Translation memories

Computer-aided translation (CAT) is a process where translators are assisted by various software tools when translating text from one language into another. CAT tools can include Translation Memory (TM) tools, terminology tools, spelling and grammar checkers, and machine translation tools. Translation memories are databases that contain text segments in a source language that are paired with translated segments in one or more target languages. Each segment could be a word, a sentence, or an entire paragraph.

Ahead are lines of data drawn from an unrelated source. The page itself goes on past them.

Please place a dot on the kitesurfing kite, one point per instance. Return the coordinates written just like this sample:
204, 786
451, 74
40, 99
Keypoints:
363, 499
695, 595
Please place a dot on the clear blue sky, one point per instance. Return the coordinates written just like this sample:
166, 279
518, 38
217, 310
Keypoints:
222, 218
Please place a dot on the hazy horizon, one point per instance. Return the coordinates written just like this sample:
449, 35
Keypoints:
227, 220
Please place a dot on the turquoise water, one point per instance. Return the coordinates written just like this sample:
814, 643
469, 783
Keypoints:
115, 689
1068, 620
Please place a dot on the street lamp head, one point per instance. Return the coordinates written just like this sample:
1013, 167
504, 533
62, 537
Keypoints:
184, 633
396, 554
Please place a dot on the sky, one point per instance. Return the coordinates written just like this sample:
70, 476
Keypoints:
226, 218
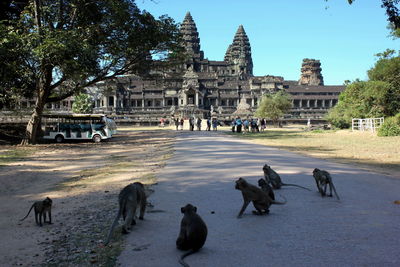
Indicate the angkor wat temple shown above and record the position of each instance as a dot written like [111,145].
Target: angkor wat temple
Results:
[204,87]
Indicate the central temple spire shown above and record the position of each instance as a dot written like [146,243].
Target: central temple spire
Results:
[239,53]
[191,37]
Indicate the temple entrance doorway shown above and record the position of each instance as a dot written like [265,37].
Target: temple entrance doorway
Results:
[190,99]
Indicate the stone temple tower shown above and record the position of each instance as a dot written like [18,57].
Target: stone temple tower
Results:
[311,72]
[191,38]
[238,54]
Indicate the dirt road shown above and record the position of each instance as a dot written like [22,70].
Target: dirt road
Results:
[362,229]
[84,180]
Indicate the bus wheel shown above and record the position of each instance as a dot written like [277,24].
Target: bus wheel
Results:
[59,138]
[96,138]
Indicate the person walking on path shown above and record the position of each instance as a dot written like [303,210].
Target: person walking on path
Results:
[238,125]
[263,123]
[191,123]
[233,124]
[208,124]
[215,124]
[176,123]
[198,122]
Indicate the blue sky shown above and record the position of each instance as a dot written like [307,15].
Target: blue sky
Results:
[343,37]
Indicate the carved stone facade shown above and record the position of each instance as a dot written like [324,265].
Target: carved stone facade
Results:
[204,87]
[311,72]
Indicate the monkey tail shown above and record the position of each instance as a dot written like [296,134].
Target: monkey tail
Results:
[284,200]
[182,262]
[28,212]
[334,190]
[113,225]
[297,186]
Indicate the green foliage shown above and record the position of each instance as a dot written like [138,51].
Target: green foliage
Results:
[54,49]
[274,106]
[83,103]
[378,97]
[391,126]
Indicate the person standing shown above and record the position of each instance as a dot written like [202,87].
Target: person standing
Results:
[191,123]
[233,124]
[198,122]
[238,125]
[263,124]
[176,123]
[245,126]
[215,124]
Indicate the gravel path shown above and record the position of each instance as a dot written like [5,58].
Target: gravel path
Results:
[362,229]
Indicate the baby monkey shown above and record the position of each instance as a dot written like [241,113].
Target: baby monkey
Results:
[41,208]
[323,179]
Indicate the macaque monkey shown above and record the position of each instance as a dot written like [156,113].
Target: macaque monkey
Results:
[130,199]
[251,193]
[266,188]
[271,177]
[323,179]
[41,208]
[192,234]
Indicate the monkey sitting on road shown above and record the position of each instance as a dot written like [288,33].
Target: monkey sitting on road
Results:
[130,198]
[323,179]
[193,232]
[41,208]
[266,188]
[251,193]
[271,177]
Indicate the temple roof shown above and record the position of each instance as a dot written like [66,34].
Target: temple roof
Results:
[240,50]
[190,35]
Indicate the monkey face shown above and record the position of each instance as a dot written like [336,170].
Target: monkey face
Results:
[189,208]
[47,202]
[240,183]
[265,168]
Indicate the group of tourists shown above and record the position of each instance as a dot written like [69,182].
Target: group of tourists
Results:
[214,123]
[248,125]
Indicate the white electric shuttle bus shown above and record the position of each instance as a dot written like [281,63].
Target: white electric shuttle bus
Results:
[94,127]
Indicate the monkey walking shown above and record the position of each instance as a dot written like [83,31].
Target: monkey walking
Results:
[323,179]
[251,193]
[266,188]
[193,232]
[130,198]
[273,178]
[41,208]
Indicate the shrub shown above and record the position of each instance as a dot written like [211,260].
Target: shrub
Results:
[391,126]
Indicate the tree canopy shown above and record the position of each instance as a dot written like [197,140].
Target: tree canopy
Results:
[53,49]
[83,103]
[274,106]
[377,97]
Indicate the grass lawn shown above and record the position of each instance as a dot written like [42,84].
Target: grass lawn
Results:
[364,149]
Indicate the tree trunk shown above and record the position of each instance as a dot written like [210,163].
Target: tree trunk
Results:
[32,128]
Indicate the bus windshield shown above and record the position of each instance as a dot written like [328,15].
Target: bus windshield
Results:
[96,127]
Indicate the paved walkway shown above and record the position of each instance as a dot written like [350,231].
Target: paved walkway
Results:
[363,229]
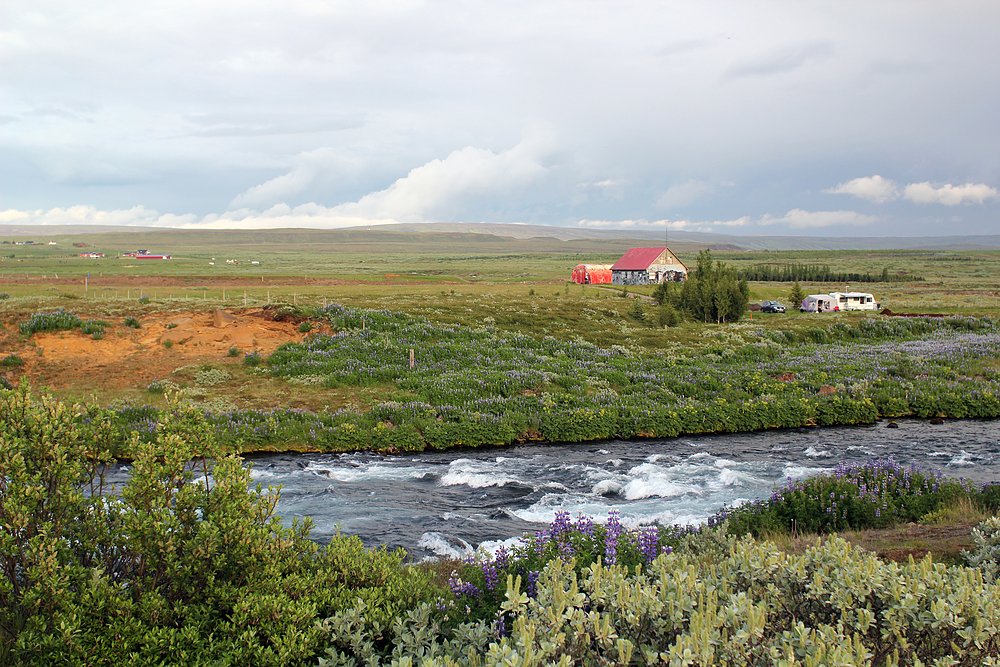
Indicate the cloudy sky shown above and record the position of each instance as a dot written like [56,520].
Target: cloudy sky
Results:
[872,118]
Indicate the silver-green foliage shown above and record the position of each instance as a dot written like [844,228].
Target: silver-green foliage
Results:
[986,554]
[833,605]
[209,377]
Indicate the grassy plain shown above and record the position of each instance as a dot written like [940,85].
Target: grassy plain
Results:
[469,280]
[517,285]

If you're a translator who works using a TM, you can benefit from your previous work or work that other translators have done in the past. Every time you start a new project for a customer you have previously worked with, the corresponding TM might contain translations that can be reused in the new project. Every project translators work on with the TM adds to the information stored, making it more comprehensive and more likely to find matches.

During the translation process, CAT tools can automatically segment the source text according to a set of rules which can be defined for each project. Segmentation happens after translatable strings are extracted from the source files, separating them from the code or other non-translatable content. Extraction and segmentation are usually done by an engineer when the source files arrive from the client. For more information about the phases of the localization process, refer to Localizing your product.

Key formats and standards

As mentioned, there are different kinds of CAT tools. Since these tools are made by various companies and some of them use proprietary file formats, there's a clear need for standardized formats to make data exchange between tools possible. The three most common formats are described here. They're discussed in more detail in Localization file formats.

Translation Memory eXchange (TMX) is an XML specification for exchanging translation memory (TM) data. TMX used to be owned by Localization Industry Standards Association (LISA), but since 2011, the standards have been posted under a Creative Commons Attribution 3.0 License. The current version of TMX is the TMX 1.4b Specification from 2005.

TermBase eXchange (TBX) is a standard (ISO 30042:2019 and the functionally identical LISA TBX document) that defines an XML format for exchanging terminology data. It was also originally released by LISA. Today it's available as an open standard and as an ISO standard.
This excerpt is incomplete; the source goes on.